Helping Children During Severe Weather
The threat of bad weather may bring back memories of past incidences. Although each child's reaction to severe weather is unique, there are some common ways children respond to stress. Most children have a negative reaction to the threat of severe weather. This reaction will gradually disappear with your help. The following is some advice on helping your children during severe weather seasons:
- Remember that children need to talk about their anxieties. This process of talking will help them work out their feelings.
- Give children clear information on what is happening and what could happen (within reason and considering their age). Knowing that you understand the situation will ease their feelings.
- Involve your children in the family's severe weather preparations. Also, allow your child to have his or her own flashlight in order to give him or her a sense of control.
- Take your children's feelings seriously and reassure them often. Be patient with them.
- Younger children need to work out their fears while playing. Try to help them through this process with comments like, "That tower made a lot of noise when it fell down, didn't it?" or "That baby is sad, isn't she?"
- Gently tell your children that sometimes life can be hard, but reassure them that the family is safe and together.
- If the children are afraid of separating from their family and of going to school or child care, give them something that will comfort them such as a toy or picture.
- Try to keep children as close to their daily routine as possible. A routine gives children security and a sense of normalcy.

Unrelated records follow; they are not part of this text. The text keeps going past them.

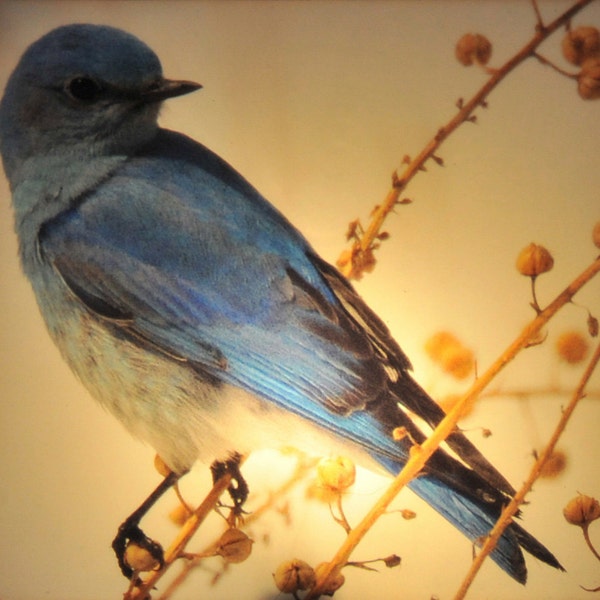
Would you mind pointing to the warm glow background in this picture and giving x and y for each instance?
(316, 103)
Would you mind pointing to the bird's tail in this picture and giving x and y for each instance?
(467, 491)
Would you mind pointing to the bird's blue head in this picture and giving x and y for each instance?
(82, 88)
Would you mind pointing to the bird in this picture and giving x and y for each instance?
(189, 306)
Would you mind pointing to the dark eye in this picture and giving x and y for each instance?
(83, 89)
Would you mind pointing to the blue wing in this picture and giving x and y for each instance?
(188, 258)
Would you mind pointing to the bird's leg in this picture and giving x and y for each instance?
(238, 488)
(130, 532)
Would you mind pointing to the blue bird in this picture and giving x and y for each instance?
(188, 305)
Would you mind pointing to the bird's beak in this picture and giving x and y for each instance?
(168, 88)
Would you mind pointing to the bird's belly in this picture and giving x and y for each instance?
(164, 401)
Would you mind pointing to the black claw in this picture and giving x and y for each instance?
(130, 532)
(238, 488)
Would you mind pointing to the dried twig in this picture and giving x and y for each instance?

- Children sometimes tend to think that it is their fault if something goes wrong. Be sure they understand they are not at fault.
- Tell children bedtime stories with happy, safe endings.
- Repeat all these tips over and over again. It takes time and patience to make children feel secure.
Flint Energies is always concerned about your safety and well being, but perhaps more so during severe weather. Here are some important electrical-related tips to help you and your family prepare for an approaching storm:
- If someone in your home is dependent on electric-powered, life sustaining medical equipment, review your "family" emergency plan for back-up power or make arrangements to relocate.
- Before lowering a TV antenna or satellite disk, make sure to turn off and unplug the TV, and avoid power lines.
- Turn off all swimming pool pumps and filters, and wrap them in waterproof materials.
- Turn your refrigerator and freezer to their coldest settings ahead of time to keep food fresh if you experience a power outage.
- Turn off and unplug any unnecessary electrical equipment, including sensitive electronics. These tips do not cover everything. Learn all you can about storm preparedness and post-storm safety, so you can survive any storm safely and minimize damage.